Sometimes, staring at your dog makes you envious of a life that's Hakuna Matata-filled (pause here because I just have to sing that song briefly; yes, you can sing along too) and devoid of heavy complications other than merely, perhaps, the occasional fleas and canine vendetta against the feline community. And yes, the everyday personal struggle to tell the master that the food ration is never enough.
Then again, I've learned to be careful about what I wish for, and I do think about this whenever I dream or think of something I don't have. It's almost like a memory of you as a child understanding why you should never do this or that, or go here or there...as what your nanny would tell you because you just might get yourself hurt. It's a lesson on taking time to think things over because, as Jason Mraz puts it, there's really no need to hurry when you're making up your mind.
So while I brush the silent 'I wish I was just a dog' prayers away tonight, and stare at Phoebe, figuring out as always what she may be dreaming about, I also reflect on the human tendency to disown choices that have been ours all along.
It is easy to shift focus from ourselves to those which we believe are beyond our control on occasions that we do not want to feel or be seen as weak. How many times have people blamed the traffic for being late in a class or a meeting, totally neglecting the truth that we woke up late and just did not move fast enough to make it on the bus or train on time? How many times have people blamed others' incapacities for problems in which we, ourselves, are also involved--whether it's a small project, work, or even global issues that surround us?
Embracing the everyday choices that we made, which have resulted in outcomes that do not favor us at all, does not mean that we are weak; rather, it communicates, quite stunningly (if I do say so myself), that we are brave enough to acknowledge our humanness (if there is a word) and our propensities to fail and learn. After all, there will always be lessons to bring home from our mistakes--mistakes that we encounter as a result of our choices.
I believe that it is in being compassionate towards these choices that we make that we are able to move forward as wiser individuals. We learn to change our habits to allow us to arrive on time for class or work or a date or meet-up with a friend. We learn to proactively participate in any work that we do, and do the best that we can to deliver our individual commitments, while also uplifting others towards a shared goal.
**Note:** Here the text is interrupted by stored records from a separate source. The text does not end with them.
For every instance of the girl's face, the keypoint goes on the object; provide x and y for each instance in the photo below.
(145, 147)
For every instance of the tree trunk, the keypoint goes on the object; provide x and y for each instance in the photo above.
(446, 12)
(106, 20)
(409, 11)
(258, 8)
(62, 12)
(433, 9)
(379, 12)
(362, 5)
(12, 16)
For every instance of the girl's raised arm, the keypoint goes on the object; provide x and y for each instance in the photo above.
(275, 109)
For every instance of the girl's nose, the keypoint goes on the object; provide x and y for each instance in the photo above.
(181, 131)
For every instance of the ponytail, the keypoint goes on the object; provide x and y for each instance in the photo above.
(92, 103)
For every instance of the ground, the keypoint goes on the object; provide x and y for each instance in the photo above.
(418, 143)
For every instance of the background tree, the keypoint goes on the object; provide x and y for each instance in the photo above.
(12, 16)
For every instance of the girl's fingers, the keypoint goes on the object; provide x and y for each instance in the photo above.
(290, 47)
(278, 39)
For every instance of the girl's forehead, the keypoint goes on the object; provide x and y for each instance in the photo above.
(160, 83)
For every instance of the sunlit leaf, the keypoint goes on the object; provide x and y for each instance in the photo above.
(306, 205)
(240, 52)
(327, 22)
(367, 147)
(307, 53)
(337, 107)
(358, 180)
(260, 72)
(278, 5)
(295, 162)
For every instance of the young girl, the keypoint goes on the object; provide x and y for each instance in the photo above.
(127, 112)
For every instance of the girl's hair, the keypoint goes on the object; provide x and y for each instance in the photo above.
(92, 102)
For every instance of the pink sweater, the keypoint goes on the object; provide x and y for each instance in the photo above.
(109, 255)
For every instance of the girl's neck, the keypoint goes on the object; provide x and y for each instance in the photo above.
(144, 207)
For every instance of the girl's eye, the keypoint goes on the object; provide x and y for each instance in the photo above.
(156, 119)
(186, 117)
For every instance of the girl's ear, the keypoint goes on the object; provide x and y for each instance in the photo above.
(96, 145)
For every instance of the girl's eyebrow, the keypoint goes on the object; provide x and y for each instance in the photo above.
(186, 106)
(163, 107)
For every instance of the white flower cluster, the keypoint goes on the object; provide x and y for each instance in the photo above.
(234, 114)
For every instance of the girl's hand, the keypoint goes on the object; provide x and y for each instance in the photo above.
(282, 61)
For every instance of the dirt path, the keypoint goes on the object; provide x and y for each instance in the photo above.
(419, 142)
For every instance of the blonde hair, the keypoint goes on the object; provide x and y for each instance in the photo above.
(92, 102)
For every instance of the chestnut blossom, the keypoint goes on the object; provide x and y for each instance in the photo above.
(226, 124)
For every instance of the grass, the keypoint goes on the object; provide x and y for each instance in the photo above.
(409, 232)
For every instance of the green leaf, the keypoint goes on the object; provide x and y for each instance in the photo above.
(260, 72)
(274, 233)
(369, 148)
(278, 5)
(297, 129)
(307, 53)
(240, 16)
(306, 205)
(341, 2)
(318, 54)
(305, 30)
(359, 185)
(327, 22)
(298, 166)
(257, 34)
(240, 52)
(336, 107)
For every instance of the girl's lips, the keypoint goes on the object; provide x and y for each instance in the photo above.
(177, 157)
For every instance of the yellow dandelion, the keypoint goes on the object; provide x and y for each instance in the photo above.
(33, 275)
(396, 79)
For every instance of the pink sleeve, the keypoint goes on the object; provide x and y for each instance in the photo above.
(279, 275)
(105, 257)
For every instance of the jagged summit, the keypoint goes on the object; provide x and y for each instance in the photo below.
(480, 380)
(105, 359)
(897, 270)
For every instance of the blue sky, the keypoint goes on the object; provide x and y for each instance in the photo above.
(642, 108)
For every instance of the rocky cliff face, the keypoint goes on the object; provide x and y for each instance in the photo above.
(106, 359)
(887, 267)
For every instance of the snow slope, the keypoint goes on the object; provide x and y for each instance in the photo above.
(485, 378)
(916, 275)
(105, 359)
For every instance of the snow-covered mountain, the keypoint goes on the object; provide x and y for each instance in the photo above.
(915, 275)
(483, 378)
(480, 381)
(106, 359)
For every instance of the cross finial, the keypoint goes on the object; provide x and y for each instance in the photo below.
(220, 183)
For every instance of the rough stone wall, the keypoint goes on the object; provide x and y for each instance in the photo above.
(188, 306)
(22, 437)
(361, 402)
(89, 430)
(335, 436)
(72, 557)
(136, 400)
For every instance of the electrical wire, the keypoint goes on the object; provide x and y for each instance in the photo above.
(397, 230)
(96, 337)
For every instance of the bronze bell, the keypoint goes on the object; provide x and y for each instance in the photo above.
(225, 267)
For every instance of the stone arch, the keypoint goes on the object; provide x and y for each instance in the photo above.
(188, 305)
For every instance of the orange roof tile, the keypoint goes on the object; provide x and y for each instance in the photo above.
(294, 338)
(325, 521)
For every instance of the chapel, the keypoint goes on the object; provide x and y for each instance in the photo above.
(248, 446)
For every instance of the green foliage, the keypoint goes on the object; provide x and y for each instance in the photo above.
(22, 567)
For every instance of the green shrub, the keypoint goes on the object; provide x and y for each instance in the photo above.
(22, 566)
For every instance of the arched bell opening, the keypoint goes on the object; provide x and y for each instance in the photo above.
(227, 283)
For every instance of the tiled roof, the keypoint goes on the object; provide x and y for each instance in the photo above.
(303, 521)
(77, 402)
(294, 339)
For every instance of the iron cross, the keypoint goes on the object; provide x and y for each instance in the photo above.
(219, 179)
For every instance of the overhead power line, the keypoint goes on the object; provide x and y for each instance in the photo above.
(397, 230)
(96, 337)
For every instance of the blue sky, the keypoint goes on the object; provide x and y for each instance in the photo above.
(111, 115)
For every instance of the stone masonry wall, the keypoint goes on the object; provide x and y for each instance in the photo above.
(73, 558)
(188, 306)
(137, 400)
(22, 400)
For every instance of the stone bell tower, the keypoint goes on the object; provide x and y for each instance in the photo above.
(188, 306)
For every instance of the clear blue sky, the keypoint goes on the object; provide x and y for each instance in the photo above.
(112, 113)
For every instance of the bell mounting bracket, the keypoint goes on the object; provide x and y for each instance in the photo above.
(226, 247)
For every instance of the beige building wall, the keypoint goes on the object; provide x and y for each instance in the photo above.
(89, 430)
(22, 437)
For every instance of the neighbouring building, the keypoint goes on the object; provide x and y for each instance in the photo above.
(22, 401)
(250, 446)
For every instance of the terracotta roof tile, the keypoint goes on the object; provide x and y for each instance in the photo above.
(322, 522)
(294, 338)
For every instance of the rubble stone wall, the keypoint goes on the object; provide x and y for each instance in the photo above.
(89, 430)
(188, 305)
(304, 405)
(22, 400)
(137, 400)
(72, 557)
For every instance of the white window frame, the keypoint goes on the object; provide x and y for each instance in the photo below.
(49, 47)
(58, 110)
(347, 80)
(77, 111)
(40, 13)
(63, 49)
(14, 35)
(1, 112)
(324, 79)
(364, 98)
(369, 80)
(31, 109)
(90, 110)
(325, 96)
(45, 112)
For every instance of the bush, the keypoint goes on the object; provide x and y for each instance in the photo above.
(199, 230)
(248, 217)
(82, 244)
We learn to look at ourselves and accept our bad choices as readily as we would acknowledge our good ones. We learn to accept that there were indeed wishes that we made, which we were not careful about, and that those were, yes, our choices--never imposed by the universe or by others or by your pet dog or cat, but by us who are capable of thinking and deciding and celebrating this human power.
Truth is, sometimes, the most exemplary individuals in all of us emerge not in grand moments of recognition and worldly praises, but in those moments when we falter yet compassionately accept that we are built with faults which allow us to make spectacularly bad choices.